The pair then kept in touch. “I had a letter from her a fortnight before she died,” Dickie said after her death in September 2022, aged 96.
“She asked about my health, ‘How are you keeping?’, I used to write back and say, ‘You need to keep going, Ma’am. You’ve got to get there — 100 if you can.
“She was the rock of this country. Magnificent.”
It was just the Queen and I in the lounge all afternoon. We talked about cricket and horse racing. She said ‘We think the world of you and we think you do a good job’. That were the best day
of my life.Dickie Bird
Dickie was an ambassador for the Children’s Heart Surgery Fund at Leeds General Infirmary and is expected to leave his money to kids’ hospitals after being reduced to tears during visits across the UK.
It is not known how big his estate is but humble Dickie — who counted a £5 glass of wine at his local restaurant as a treat — donated £35,000 to London’s Great Ormond Street Hospital, £70,000 to Barnsley Hospital and £30,000 to the children’s fund at Leeds General.
He said: “When I visit these hospitals and see sick little babies needing surgery, or cut from their groin to their neck after heart operations, I break down in tears. I am not ashamed to admit it.”
His money-spinning, self-titled autobiography sold more than a book about Princess Diana, after her death the same year.
But ever-modest Dickie said: “Never in my wildest dreams did I think it would go to the bestsellers’ list, and beat even Diana’s book.”
His devotion to cricket left little time for much else, and he admitted he regretted never marrying and having children.
He said during the Covid lockdown: “If I miss having something in life, it’s having a family. I’ve had girlfriends. I nearly married twice. But I never married because in cricket you are never at home. I thought it would never work.
“It would have been wonderful to have a lad and watch him play. I missed that. But you can’t have everything. I gave myself to cricket, and it has given me a real good life.”
CELEB TRIBUTES POURED IN
Graham Gooch: “We all remember him as a brilliant umpire, respected all over the world. He got on with all the players.

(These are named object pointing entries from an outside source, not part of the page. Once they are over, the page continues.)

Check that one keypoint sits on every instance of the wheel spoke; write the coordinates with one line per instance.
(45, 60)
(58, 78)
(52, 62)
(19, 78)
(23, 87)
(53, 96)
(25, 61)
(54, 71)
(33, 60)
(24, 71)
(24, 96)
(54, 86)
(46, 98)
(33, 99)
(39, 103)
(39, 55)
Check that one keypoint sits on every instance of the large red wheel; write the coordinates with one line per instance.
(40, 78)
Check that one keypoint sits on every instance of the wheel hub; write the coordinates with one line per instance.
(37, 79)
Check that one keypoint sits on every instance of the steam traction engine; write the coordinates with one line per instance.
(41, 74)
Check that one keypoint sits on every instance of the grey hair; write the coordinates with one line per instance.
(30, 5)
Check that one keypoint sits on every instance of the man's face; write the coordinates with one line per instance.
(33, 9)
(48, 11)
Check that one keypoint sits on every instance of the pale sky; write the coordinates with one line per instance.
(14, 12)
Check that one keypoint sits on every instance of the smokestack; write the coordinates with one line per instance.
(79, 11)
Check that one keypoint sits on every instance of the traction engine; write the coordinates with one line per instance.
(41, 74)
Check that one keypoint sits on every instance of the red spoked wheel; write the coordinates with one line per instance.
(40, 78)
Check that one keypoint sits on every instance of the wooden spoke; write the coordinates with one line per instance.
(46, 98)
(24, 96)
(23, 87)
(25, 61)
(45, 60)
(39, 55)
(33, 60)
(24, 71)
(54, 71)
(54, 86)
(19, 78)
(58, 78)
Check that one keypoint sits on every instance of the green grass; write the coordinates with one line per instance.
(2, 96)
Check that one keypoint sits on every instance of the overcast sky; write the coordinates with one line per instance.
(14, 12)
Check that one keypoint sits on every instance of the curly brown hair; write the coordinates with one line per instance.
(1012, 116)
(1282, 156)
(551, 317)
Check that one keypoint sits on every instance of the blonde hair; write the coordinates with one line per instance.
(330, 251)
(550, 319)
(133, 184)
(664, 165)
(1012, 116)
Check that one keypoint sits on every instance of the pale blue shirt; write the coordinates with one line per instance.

We didn’t always agree with his decisions but he was a good umpire if you were a batter. You had to be a plumb for him to give you out [LBW].”
David Cameron: “So sorry to hear that the great Dickie Bird has pulled stumps. He was a national treasure and I was fortunate to have shared some hugely enjoyable times with him over the years. At 92, he had a good innings. Farewell, friend.”
Stan Collymore: “For several generations his name simply meant cricket, such was his association with the sport he served so well and loved so much. Rest in peace, Dickie.”
Jonathan Agnew: “Mishaps would occur. Bad light would always come when Dickie was umpiring. The pitch flooded one time because there was a problem with the drainage system. He took players off once because it was too light at a Test match at Old Trafford as sunlight was shining off the glass roof.”
Piers Morgan: “He loved the game with a rare all-consuming passion and the game loved this brilliantly professional, ebullient, emotional and perfectionist Yorkshireman.”